Ce qui explique certainement pourquoi Abdelatif Kechiche est absent des concourants au précieux sésame - ce qui risque d'horrifier la critique hexagonale, qui l'adule. Alors, que retrouve-t-on dans la prestigieuse catégorie, érigeant en plus haut les auteurs et autrices qui font l'art hexagonal ? Réponses ci-bas.
Carine Tardieu pour L'Attachement, Dominik Moll pour Dossier 137, Stéphane Demoustier pour L'Inconnu de la Grande Arche, Richard Linklater pour Nouvelle Vague, Hafsia Herzi pour La Petite Dernière. Voici pour les metteurs en scène nommées au César de la meilleure réalisation cette année. Et oui, vous le constaterez suivant un rapide calcul : il y a bien non pas une, mais deux femmes cinéastes nommées dans cette catégorie.
Ahurissant. L'académie des César deviendrait-elle soudainement féministe ? C'est aussi cela les bonnes résolutions de début d'année.
Et si cela engendrait tout bonnement deux fois plus de chances de perdre pour les réalisatrices ?
Deux, c'est un chiffre clé adoré par le cinéma français. Car deux, c'est aussi le nombre de femmes cinéastes récompensées dans toute l'histoire des César. Tonie Marshall pour Vénus Beauté Institut et Justine Triet pour Anatomie d'une chute. Quand il s'agit de donner le la au female gaze et au matrimoine, ou juste à la diversité, le téléphone résonne dans le vide côté Académie.
Pour combien d'oubliées ? Noémie Lvovsky, Maïwenn, Pascale Ferran, Agnès Jaoui, Nicole Garcia, Josiane Balasko, Christine Pascal, Coline Serreau, Agnès Varda, on en passe et des plus emblématiques encore !
Oh, ce n'est pas bien grave. Imaginez si en plus d'invisibiliser sèchement les femmes cinéastes, on récompensait Roman Polanski. Ce serait vraiment le pompon. Heureusement que la société n'est pas si patriarcale et que les victimes de violences sont toujours entendues par la justice, comme par la culture.

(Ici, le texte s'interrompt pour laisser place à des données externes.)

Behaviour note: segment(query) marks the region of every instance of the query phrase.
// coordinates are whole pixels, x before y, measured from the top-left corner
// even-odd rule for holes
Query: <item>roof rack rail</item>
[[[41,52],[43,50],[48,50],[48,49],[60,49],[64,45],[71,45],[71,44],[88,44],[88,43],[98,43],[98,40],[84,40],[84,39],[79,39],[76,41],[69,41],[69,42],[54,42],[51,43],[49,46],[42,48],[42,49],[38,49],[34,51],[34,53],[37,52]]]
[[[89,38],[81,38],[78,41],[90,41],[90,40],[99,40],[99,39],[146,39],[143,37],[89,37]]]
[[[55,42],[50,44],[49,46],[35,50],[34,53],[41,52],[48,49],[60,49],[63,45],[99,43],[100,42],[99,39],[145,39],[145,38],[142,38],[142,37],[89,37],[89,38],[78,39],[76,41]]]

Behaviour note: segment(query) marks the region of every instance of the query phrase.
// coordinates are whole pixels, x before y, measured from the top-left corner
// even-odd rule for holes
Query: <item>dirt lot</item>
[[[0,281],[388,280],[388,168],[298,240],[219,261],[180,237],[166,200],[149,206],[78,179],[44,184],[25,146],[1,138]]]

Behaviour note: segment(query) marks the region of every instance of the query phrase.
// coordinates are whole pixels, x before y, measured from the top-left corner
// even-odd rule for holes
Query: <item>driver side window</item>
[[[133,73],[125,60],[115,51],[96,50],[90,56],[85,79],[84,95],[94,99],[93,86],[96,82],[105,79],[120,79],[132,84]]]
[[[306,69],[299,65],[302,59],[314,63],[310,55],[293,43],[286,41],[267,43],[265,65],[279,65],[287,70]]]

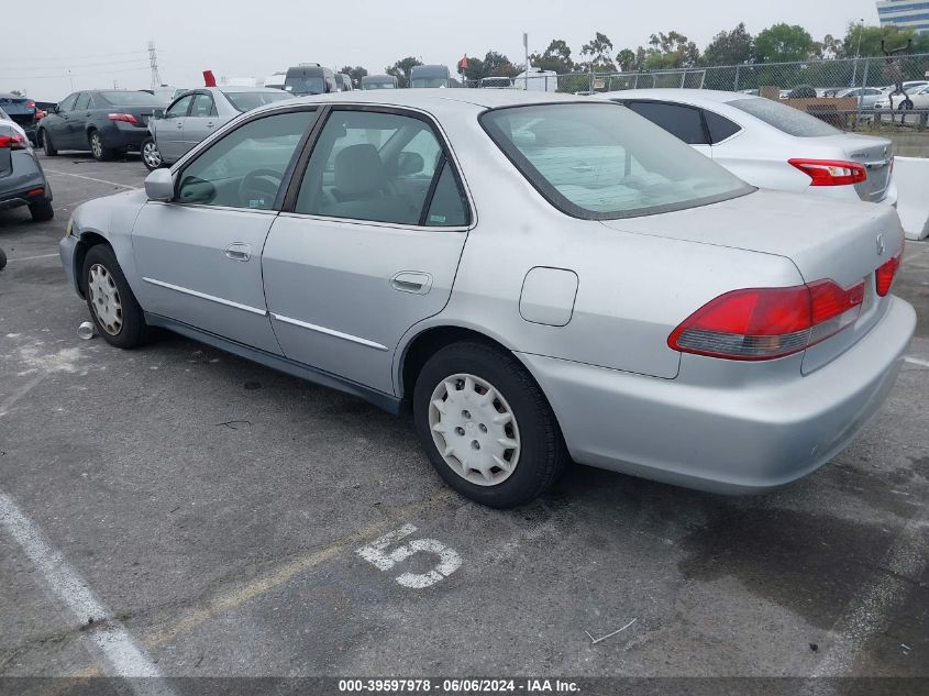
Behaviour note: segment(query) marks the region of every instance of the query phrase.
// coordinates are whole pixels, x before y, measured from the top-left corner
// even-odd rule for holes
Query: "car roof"
[[[605,99],[653,99],[656,101],[682,101],[686,103],[726,103],[736,99],[760,99],[744,92],[728,92],[719,89],[655,88],[621,89],[612,92],[597,92]]]
[[[389,93],[385,93],[389,92]],[[544,96],[542,96],[544,95]],[[502,107],[518,107],[540,103],[577,103],[588,102],[574,95],[557,95],[551,92],[526,91],[519,89],[487,90],[461,88],[430,88],[430,89],[397,89],[384,91],[357,91],[346,96],[346,92],[331,92],[297,97],[292,101],[299,103],[377,103],[391,107],[411,107],[429,110],[430,107],[441,108],[449,102],[469,103],[475,107],[499,109]],[[279,106],[281,102],[277,102]]]

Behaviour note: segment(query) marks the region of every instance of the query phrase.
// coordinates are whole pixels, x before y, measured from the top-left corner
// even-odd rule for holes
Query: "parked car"
[[[897,109],[909,111],[910,109],[929,109],[929,85],[914,86],[905,89],[906,95],[887,93],[874,102],[876,110],[891,111]]]
[[[340,92],[350,92],[355,89],[352,85],[352,78],[344,73],[335,74],[335,85]]]
[[[35,144],[35,124],[37,109],[35,101],[29,97],[0,92],[0,109],[7,114],[7,119],[19,125],[32,144]]]
[[[0,109],[0,210],[20,206],[29,206],[36,222],[55,217],[52,187],[25,130]]]
[[[410,87],[414,89],[456,85],[457,80],[446,65],[414,65],[410,70]]]
[[[893,208],[759,190],[629,109],[522,90],[269,104],[68,229],[110,344],[162,327],[409,404],[496,507],[572,459],[787,484],[864,427],[916,323]]]
[[[397,89],[397,78],[392,75],[365,75],[362,89]]]
[[[512,89],[513,81],[509,77],[482,77],[477,86],[483,89]]]
[[[163,106],[158,97],[132,89],[74,92],[42,119],[36,137],[49,157],[60,150],[89,150],[104,162],[139,151],[148,120]]]
[[[335,74],[328,67],[319,63],[301,63],[287,68],[284,89],[292,97],[303,97],[339,91],[339,86],[335,82]]]
[[[741,92],[639,89],[628,106],[753,186],[896,205],[894,146],[844,133],[786,104]]]
[[[839,99],[855,99],[858,100],[859,109],[862,111],[870,111],[874,109],[874,104],[881,97],[884,96],[884,90],[877,87],[853,87],[851,89],[842,89],[836,92]]]
[[[150,135],[142,142],[142,163],[148,169],[173,164],[240,113],[289,98],[267,87],[200,87],[184,92],[167,109],[155,110]]]

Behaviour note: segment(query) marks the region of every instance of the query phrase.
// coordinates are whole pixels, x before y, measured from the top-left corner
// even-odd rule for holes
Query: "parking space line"
[[[910,589],[909,583],[926,568],[927,528],[926,512],[918,512],[904,526],[884,556],[878,576],[852,598],[832,627],[831,632],[838,634],[836,642],[810,676],[849,676],[865,641],[885,627],[887,612],[899,605]]]
[[[919,360],[918,357],[904,357],[905,363],[909,363],[911,365],[919,365],[920,367],[929,367],[929,360]]]
[[[112,671],[120,677],[159,677],[152,660],[109,609],[97,598],[87,582],[78,575],[64,555],[54,549],[42,530],[30,520],[5,493],[0,490],[0,527],[15,541],[48,583],[55,596],[88,629],[89,637],[103,654]],[[133,681],[131,688],[137,694],[170,694],[165,685]]]
[[[95,179],[92,176],[85,176],[84,174],[74,174],[71,172],[59,172],[58,169],[45,169],[46,174],[60,174],[62,176],[73,176],[77,179],[86,179],[88,181],[97,181],[98,184],[109,184],[110,186],[118,186],[120,188],[128,188],[139,190],[139,186],[128,186],[125,184],[117,184],[115,181],[108,181],[107,179]]]
[[[434,496],[417,504],[412,504],[400,508],[389,517],[368,524],[362,530],[353,532],[342,539],[334,541],[332,544],[318,551],[311,551],[294,559],[292,561],[280,565],[264,577],[254,579],[245,585],[235,587],[223,594],[212,597],[206,603],[206,606],[192,610],[178,621],[175,621],[156,633],[144,637],[143,642],[148,648],[154,648],[166,643],[181,633],[186,633],[193,628],[207,622],[214,616],[225,614],[242,604],[264,595],[288,582],[292,577],[299,575],[303,571],[317,566],[327,561],[331,561],[340,554],[349,553],[361,543],[378,537],[385,530],[390,529],[397,524],[398,521],[409,519],[414,515],[421,515],[431,507],[441,502],[453,499],[455,494],[450,490],[440,490]],[[353,555],[353,554],[352,554]]]

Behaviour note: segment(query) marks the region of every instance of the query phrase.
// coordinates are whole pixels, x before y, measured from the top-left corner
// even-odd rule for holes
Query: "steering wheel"
[[[284,176],[274,169],[255,169],[239,183],[239,200],[246,208],[267,209],[274,205]]]

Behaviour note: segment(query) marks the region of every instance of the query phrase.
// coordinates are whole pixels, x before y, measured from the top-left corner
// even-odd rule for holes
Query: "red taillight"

Audrey Dana, la réalisatrice de Sous les jupes des filles, pour le Huffington Post, y va de son analyse acerbe en 2023, alors que les réalisatrices cette année-là se retrouvent snobées : "ces nominations reflètent une société patriarcale. Lorsqu’on pense aux meilleurs films, on pense forcément à des bonshommes, c’est sûr et certain, car si l’espace public permet désormais aux voix féministes de s’exprimer, la société stagne encore".
Cela étant, focalisons-nous sur le positif. D'un côté Carine Tardieu, réalisatrice d'un film acclamé par la critique et le public, L'attachement, où Valeria-Bruni Tedeschi éblouit, alors que le traitement de divers motifs (famille, maternité, indépendance féminine, deuil), témoigne d'une subtilité soulignée par bien des avis unanimes.
De l'autre, une actrice Césarisée, également très bonne cinéaste, qui avec La petite dernière met en scène une relation lesbienne avec audace et tendresse, sans craindre de tutoyer des sujets épineux, aussi intimes que politiques, comme l'énonce le fameux adage féministe, tout en criant, comme cela a pu être le cas à Cannes : bravo les lesbiennes ! De quoi envoyer les lesbophobes de tout poil, et ils nombreux en France, se préparer une omelette.
Du côté des actrices, là encore, les nominations réjouissent. On pense aux Espoirs notamment, difficiles à partager ou diviser tant la liste regorge de talents qui sont parvenus à nous éblouir l'an passé : Manon Clavel dans Kika, Suzanne Lindon dans La Venue de l'avenir, Nadia Melliti dans La Petite dernière, Camille Rutherford dans Jane Austen a gâché ma vie, Anja Verderosa dans L'épreuve du feu.